スタンリー・クワン監督の『ルージュ(胭脂扣)』、『フルムーン・イン・ニューヨーク』、『ロ
アン・リンユイ/阮玲玉』『赤い薔薇 白い薔薇』など、私の好きな映画の美術・衣装を確認する
と軒並みパン・ライが担当。原作も、これまた好きなアイリーン・チャン(張愛玲)。

感想は...短編の原作に忠実、なのに158分。しかもそれが短く思えました。緻密で奥行きのある素
晴らしい作品。何度も観たいなあ。時代の空気やそれぞれの性格がよく描かれていました。

写真で見る限り、ワン・チアチーを演じたタン・ウェイの顔は、それほど好きなタイプではなかっ
たのですが、映画の中で動き出した途端、ワン・チアチーに血が通って彼女以外には考えられな
い。衣装の美しさと相まって、アイリーン・チャン自身が描いたイラストが生命を得たようでもあ
りました。
アイリ−ン・チャンが描いた絵、ご存知ですか?これが1930〜40年代に描かれたものかしら?と思
うほど、洒落ていて新しいのです。
これを見ていると↓↓、昔の上海がどんなに都会的で垢抜けたものだったかわかる気がします。

私は声を大にして言いたい!昔のチャイナドレスは(日本の多く
の)みんなが思っている、キンキラ、バリバリの立体裁断
の晴れ着みたいなのと違う
んだって。あの時代のは、それはもうシックで
クラクラするくらいエレガントだった...
と。

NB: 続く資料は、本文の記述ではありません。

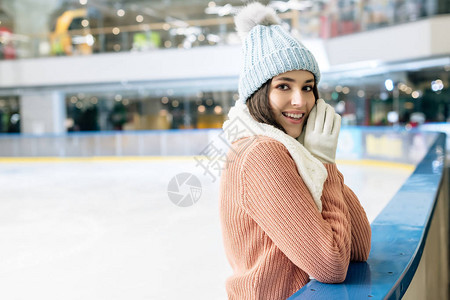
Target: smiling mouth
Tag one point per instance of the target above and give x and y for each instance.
(296, 117)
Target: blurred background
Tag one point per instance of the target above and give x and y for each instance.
(111, 65)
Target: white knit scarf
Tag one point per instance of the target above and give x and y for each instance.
(310, 168)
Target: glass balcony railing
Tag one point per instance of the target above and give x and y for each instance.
(82, 27)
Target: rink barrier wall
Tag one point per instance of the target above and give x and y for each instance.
(407, 236)
(409, 254)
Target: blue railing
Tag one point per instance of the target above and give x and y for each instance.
(399, 234)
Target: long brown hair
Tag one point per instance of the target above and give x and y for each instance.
(259, 107)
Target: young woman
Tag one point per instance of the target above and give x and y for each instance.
(286, 213)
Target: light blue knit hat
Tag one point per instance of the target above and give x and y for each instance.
(268, 50)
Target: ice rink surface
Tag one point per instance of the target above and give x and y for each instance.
(106, 228)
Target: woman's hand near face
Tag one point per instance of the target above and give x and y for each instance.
(321, 132)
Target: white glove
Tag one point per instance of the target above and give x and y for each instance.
(321, 132)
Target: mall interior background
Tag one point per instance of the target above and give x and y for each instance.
(102, 65)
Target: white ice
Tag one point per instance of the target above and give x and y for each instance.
(106, 229)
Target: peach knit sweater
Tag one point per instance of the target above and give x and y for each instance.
(274, 236)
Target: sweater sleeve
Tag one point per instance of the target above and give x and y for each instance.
(275, 196)
(361, 232)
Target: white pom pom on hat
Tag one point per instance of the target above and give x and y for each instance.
(252, 15)
(268, 49)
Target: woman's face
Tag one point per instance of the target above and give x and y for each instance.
(291, 98)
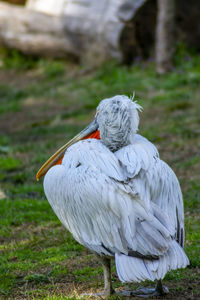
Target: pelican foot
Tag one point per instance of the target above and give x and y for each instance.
(144, 292)
(102, 295)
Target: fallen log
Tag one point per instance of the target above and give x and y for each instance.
(84, 34)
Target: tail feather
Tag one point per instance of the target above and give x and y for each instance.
(136, 269)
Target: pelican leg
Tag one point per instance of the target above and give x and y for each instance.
(143, 292)
(108, 290)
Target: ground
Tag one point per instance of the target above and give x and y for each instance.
(42, 105)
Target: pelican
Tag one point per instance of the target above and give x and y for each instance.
(111, 190)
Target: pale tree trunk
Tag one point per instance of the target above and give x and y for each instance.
(165, 35)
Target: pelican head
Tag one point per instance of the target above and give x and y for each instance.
(116, 121)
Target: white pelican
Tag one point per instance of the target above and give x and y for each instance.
(118, 198)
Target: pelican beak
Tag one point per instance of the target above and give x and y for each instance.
(57, 157)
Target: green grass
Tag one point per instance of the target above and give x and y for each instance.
(44, 103)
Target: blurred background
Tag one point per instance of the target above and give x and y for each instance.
(58, 59)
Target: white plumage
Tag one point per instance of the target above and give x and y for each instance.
(118, 198)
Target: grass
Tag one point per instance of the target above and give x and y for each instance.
(43, 104)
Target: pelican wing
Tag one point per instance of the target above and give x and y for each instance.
(99, 208)
(154, 180)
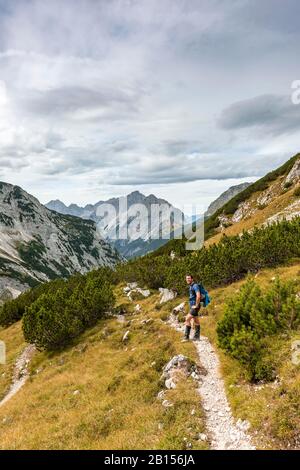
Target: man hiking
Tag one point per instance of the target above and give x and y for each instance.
(194, 300)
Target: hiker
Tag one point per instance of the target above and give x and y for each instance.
(195, 305)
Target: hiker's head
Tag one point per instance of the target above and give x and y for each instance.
(189, 279)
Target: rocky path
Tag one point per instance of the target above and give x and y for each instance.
(223, 430)
(20, 374)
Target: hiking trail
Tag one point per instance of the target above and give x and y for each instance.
(224, 432)
(20, 374)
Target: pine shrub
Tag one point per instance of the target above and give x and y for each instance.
(56, 318)
(251, 316)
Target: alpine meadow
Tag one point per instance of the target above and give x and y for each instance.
(149, 228)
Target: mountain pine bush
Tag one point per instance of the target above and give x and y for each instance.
(13, 310)
(250, 317)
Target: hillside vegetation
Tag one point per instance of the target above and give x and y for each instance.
(96, 376)
(101, 392)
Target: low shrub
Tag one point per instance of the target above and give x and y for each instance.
(250, 317)
(55, 318)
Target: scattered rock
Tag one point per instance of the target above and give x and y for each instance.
(243, 425)
(169, 383)
(132, 285)
(81, 348)
(223, 431)
(167, 404)
(161, 395)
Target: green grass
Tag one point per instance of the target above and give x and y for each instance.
(116, 406)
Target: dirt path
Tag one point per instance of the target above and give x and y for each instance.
(20, 374)
(223, 430)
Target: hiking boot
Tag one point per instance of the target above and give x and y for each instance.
(186, 334)
(197, 333)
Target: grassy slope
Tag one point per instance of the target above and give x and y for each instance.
(116, 407)
(15, 344)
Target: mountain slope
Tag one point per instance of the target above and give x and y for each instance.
(225, 197)
(272, 198)
(37, 244)
(136, 245)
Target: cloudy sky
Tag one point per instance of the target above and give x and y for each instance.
(180, 98)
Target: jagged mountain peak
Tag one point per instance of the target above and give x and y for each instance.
(37, 244)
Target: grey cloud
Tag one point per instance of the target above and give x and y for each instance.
(66, 100)
(273, 114)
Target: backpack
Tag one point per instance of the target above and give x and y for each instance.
(205, 298)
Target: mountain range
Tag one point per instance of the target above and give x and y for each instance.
(145, 242)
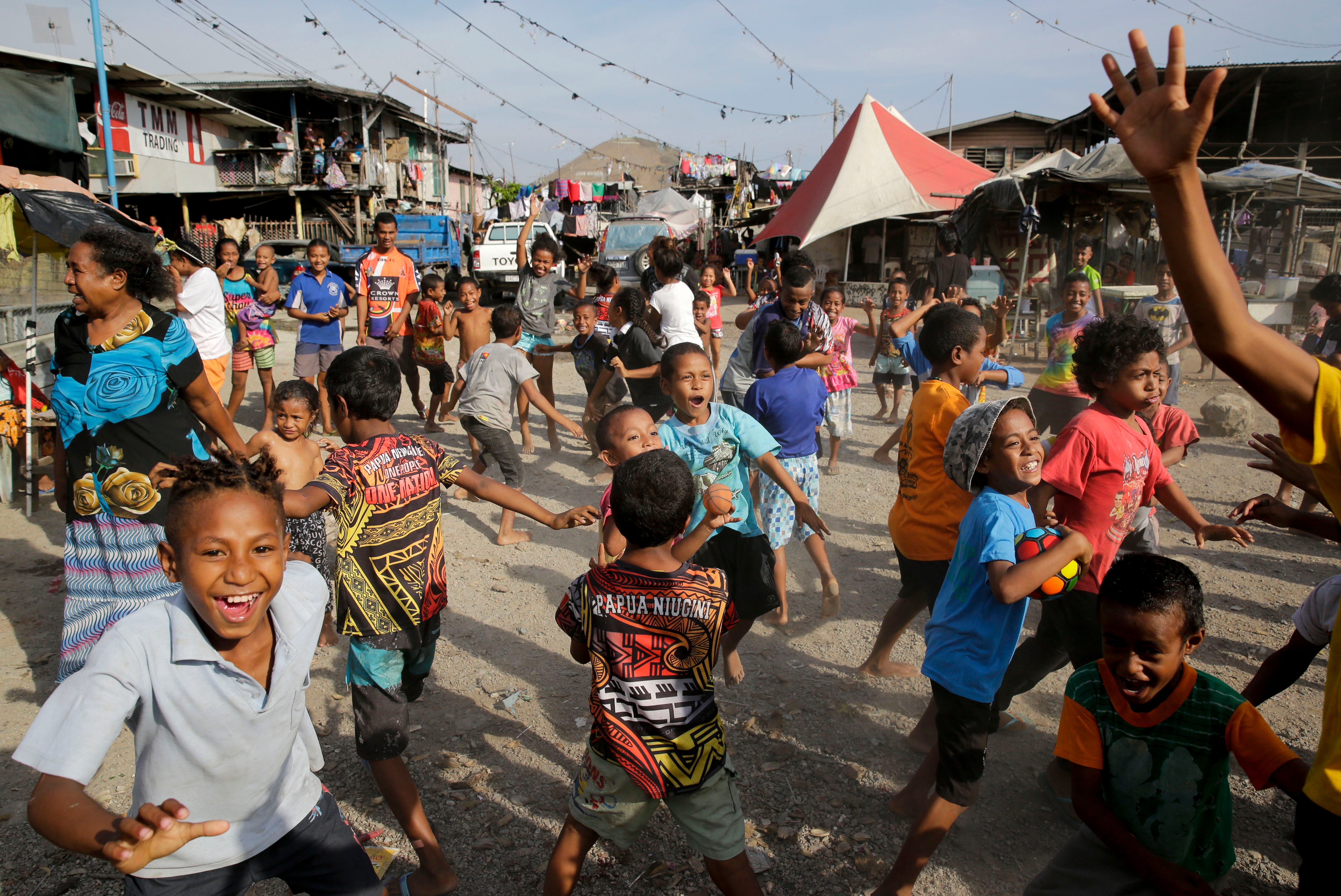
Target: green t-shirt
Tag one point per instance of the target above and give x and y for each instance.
(1167, 772)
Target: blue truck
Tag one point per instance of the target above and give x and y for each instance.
(432, 242)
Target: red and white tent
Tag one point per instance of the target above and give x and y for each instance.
(877, 167)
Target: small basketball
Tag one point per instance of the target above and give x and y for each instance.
(718, 501)
(1035, 543)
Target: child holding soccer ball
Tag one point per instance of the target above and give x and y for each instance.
(993, 451)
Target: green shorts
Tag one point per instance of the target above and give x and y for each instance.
(711, 817)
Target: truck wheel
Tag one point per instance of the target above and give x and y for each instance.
(643, 259)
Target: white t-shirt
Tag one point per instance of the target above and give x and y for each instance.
(206, 733)
(203, 300)
(675, 304)
(1319, 612)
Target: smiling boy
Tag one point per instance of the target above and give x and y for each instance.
(202, 678)
(1148, 738)
(994, 453)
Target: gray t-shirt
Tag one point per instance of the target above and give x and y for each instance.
(1167, 317)
(493, 376)
(206, 733)
(536, 298)
(739, 375)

もちろん化繊のわけもな
く、質のいい滑らかなシルク(フランス製のシルク生地を使ったりもします)。当時の袖は洋服の
ように肩で切り替えて付けず、東洋人の柔らかい肩の線が優美に表現されます。細部まで手縫い
で、全ての線が柔らかい。手縫いなのに、ミシンより細かい縫い目です。胸辺りまではぴったりし
ていますが、ハイウエストで、そこから下にさりげなく緩くなるので、お腹がやたらに苦しいとい
うこともありません。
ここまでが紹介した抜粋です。